Location
- Adelaide, South Australia Australia

Information
- Type: Co-educational public high school
- Established: 1992
- Principal: Kevin O’Neil
- Grades: R–13
- Enrolment: 1175
- Campus: Urban Campbell Road, Paradise
- Colour(s): Blue, red, white
- Accreditation: CIS, ECIS
- Website: www.ccc.sa.edu.au/

= Charles Campbell College =

Charles Campbell College is divided into three sub-schools which cater for the specific learning needs of each cohort:
- Junior School (Reception to Year 6)
- Middle School (Years 7 to 9)
- Senior School (Years 10 to 12)
The Senior School is a Special Interest High School of over 1100 students ranging from Years 7 to 13, and admits adults through a re-entry programme. It is located in the Eastern suburbs of Adelaide, the capital city of the state of South Australia in Australia.

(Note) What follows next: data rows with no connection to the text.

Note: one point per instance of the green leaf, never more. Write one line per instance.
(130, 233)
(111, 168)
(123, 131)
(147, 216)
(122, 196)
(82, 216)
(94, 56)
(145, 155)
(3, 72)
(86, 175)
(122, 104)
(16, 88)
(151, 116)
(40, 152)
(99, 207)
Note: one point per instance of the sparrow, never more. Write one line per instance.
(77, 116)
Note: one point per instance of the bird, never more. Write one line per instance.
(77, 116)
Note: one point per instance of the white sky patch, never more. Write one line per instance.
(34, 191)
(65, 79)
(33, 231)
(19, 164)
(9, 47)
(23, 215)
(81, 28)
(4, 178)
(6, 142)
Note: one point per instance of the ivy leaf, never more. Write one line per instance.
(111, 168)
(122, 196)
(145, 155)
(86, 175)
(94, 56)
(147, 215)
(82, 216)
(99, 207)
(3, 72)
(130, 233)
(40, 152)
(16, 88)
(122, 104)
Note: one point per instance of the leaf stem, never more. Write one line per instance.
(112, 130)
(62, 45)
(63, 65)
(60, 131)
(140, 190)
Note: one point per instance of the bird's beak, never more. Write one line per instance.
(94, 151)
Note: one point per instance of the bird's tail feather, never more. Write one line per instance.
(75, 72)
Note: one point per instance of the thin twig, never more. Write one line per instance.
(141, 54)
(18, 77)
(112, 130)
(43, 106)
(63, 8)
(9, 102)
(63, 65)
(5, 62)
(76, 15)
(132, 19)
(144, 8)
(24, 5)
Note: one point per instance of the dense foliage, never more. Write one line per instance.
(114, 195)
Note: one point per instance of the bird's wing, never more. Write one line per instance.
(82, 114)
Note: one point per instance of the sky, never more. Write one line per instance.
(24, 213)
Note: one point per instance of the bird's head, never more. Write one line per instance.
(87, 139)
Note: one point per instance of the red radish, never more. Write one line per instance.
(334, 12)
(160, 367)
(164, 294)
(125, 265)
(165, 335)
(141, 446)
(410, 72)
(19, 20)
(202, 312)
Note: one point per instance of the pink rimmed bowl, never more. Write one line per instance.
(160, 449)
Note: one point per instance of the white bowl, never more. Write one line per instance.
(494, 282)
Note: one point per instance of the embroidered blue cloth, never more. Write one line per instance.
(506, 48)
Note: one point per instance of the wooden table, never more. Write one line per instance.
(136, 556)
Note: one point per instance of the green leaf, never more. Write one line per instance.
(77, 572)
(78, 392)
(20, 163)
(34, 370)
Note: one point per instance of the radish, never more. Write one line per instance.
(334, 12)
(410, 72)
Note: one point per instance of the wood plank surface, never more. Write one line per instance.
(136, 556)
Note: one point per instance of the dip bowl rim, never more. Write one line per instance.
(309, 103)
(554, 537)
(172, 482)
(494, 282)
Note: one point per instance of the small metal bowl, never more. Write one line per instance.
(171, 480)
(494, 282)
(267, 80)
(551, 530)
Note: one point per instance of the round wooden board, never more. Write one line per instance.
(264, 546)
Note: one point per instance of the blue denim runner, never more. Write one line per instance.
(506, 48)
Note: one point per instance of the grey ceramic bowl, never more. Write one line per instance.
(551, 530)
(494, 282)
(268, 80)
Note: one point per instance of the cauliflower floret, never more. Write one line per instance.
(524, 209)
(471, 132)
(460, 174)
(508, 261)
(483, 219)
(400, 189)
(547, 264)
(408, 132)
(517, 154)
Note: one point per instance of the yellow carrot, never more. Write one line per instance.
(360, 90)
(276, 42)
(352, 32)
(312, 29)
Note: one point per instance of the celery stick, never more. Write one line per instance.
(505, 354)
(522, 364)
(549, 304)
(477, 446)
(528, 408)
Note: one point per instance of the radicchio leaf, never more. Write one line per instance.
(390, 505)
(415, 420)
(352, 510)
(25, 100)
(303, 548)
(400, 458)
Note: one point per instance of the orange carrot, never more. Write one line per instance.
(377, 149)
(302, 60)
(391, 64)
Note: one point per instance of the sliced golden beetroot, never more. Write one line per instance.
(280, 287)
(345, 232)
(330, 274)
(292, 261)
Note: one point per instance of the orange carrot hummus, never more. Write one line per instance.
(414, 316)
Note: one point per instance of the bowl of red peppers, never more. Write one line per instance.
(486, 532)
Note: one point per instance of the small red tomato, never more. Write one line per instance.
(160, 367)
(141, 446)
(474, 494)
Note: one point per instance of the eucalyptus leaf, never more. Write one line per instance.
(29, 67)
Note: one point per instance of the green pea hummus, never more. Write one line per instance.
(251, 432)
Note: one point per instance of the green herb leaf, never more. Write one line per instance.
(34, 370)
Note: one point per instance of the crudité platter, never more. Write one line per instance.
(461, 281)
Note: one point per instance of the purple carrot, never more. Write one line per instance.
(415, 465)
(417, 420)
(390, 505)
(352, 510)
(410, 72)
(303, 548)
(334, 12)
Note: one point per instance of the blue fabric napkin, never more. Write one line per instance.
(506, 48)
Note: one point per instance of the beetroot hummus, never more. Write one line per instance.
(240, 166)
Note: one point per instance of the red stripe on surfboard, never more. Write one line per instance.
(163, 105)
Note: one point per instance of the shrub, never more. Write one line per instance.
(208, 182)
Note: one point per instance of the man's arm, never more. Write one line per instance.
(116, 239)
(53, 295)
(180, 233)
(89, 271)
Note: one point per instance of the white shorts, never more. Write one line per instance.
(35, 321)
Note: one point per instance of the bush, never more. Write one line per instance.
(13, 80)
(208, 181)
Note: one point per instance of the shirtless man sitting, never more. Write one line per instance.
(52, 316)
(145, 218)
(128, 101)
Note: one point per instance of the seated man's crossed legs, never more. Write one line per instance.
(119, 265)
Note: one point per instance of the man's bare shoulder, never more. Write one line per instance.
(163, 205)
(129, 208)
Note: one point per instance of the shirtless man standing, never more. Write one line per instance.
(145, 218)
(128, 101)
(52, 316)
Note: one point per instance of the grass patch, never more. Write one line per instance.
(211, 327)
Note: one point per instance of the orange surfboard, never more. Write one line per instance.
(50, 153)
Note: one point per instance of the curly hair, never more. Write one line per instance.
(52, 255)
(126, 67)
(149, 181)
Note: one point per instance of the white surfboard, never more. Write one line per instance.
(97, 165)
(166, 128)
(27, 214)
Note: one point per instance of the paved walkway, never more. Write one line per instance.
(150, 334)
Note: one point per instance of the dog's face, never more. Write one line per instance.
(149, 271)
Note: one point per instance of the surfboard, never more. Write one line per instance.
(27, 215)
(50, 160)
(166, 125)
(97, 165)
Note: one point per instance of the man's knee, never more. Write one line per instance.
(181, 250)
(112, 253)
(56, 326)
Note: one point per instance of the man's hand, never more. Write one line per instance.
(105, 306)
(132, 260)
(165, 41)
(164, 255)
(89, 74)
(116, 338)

Charles Campbell College has a specialist sport programme for football, The Australian Football Academy. The ARFA is sponsored by the likes of the Newton Jaguars Netball Club and the Norwood Football Club.

There are a large number of extra-curricular activities which support students to succeed in high achieving academics as well as chosen electives. Charles Campbell College has regularly participated in numerous competitions and events that are held locally and nationally; allowing students opportunities for success and achievement.

The school amalgamated with the Campbelltown Primary School in 2012 to form the Charles Campbell College.